Care & Maintenance
UNDERSTANDING OF STAINLESS STEEL
Stainless steel needs to be maintained to retain its beauty and to protect its surface from corrosion. Understanding the finished surface of stainless steel is essential. Its corrosion resistant surface is protected by a thin layer of chromium oxide. Oxygen combines with the chromium oxide and forms a passive film that protects the sink surface. If the surface is contaminated by dirt or scratches caused by abrasive materials, it will reduce the corrosion protection and may leave particles embedded on the surface which can lead to rusting. Thus, routine cleaning with a non-abrasive cleanser is required to protect the invisible layer of the sink. While some dirt may be easily removed, others may require specific cleaners for effective removal.
MYTHS ABOUT RUSTING
STAINLESS STEEL DOES NOT RUST due to the invisible layer of chromium oxide covering the entire surface of the sink. When the stainless steel sink is not properly maintained, contamination of the surface can occur. In rare instances, a contaminant can adhere to the surface of the sink forming rust on top of the surface but not the stainless steel itself. Also, water with a high concentration of iron may affect the appearance of the sink, making the sink appear brown and rusty. Drying the sink with a towel after each use will prevent such occurrence.
MYTHS ABOUT SCRATCHES
ALL STAINLESS STEEL WILL SCRATCH if it is not handled properly. POZZO sinks are made of the industrial highest quality composition of 18/10 (18% Chromium, 10% Nickel) stainless steel which greatly increases the resistance to corrosion. With that being said, minor scratches will still occur and are normal. With proper cleaning, normal usage scratches will eventually blend into the overall finish of the sink over time.
- Use cleaning products which contain high chemical additives on the surface of the sink.
- Use abrasive cleaning materials such as steel wool or metal brushes to clean your sink.
- Use sulfuric or hydrochloric acid drain cleaner that will damage the sink’s surface.
- Use your sink as a cutting board and handle gently when putting any sharp object in the sink.
- Leave corrosive or rust prone materials in the sink.
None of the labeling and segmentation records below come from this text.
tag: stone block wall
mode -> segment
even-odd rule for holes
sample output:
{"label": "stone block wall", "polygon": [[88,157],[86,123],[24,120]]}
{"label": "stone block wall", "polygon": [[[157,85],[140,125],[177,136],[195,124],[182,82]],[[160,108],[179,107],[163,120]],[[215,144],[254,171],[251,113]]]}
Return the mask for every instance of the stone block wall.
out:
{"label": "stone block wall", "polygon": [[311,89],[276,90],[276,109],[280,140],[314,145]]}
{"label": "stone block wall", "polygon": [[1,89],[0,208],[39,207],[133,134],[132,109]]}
- Leave water spots or any other cookware in the sink for extended period of time.
- Leave rubber dish mats, sponges or cleaning pads overnight in the sink. This may lead to staining, discoloration or rusting of the sink’s surface.
- Allow liquid soap or other household cleaning agents or bleach to sit on the surface of the sink.
- Rub or scrub against the direction of the grain lines of the sink.
- Use solvents or cleaning products that contain chlorine.
- Rinse the sink thoroughly and clean with a non-abrasive cleanser after each use.
- Clean the sink of any mineral deposits at least once a week with a mild abrasive cleanser such as vinegar. Rub lightly with a soft cloth and warm water in the direction of the grain lines, followed by a thorough rinse.
- Towel dry the sink after each use and clean the sink to prevent mineral deposits from forming.
- Do routine cleaning with a mild cleanser.
- Use a bottom grid or rinsing basket to protect the finish from scratches.
To retain your sink’s original shine and brightness, rinse and dry your sink after each use. Ideally, the sink should be scoured once a week with a mild abrasive cleanser and warm water. Be sure to rub in the direction of the grain lines to avoid scratches. Routine proper maintenance will help remove mineral deposits and stubborn stains from the sink’s surface.
Use a clean soft cloth and apply a small amount of baby oil evenly to the surface of the sink. Gently buff the sink surface to add brightness and shine to the sink. Some foods contain high concentration of salt. Such foods should not be allowed to sit dry on the sink’s surface. Rinse your sink thoroughly to ensure no food residue is left on the surface of the sink overnight.
WATER WITH HIGH IRON AND HIGH MINERAL CONTENT
Rainwater travels through the ground and soil which brings iron to our water supply. The quality of your water can affect your sink’s surface. When water has a high concentration of iron, brown surface stains can form on the sink, giving it an appearance of rust. Thus, proper maintenance is required to protect the surface of the sink, especially when the sink is used in areas with a high concentration of iron in the water supply.
If your water supply has a high concentration of minerals or your house has a water softener system installed, a white film may develop on the sink. We highly suggest you towel dry your sink after each use and clean on a weekly basis with a mild abrasive cleaner.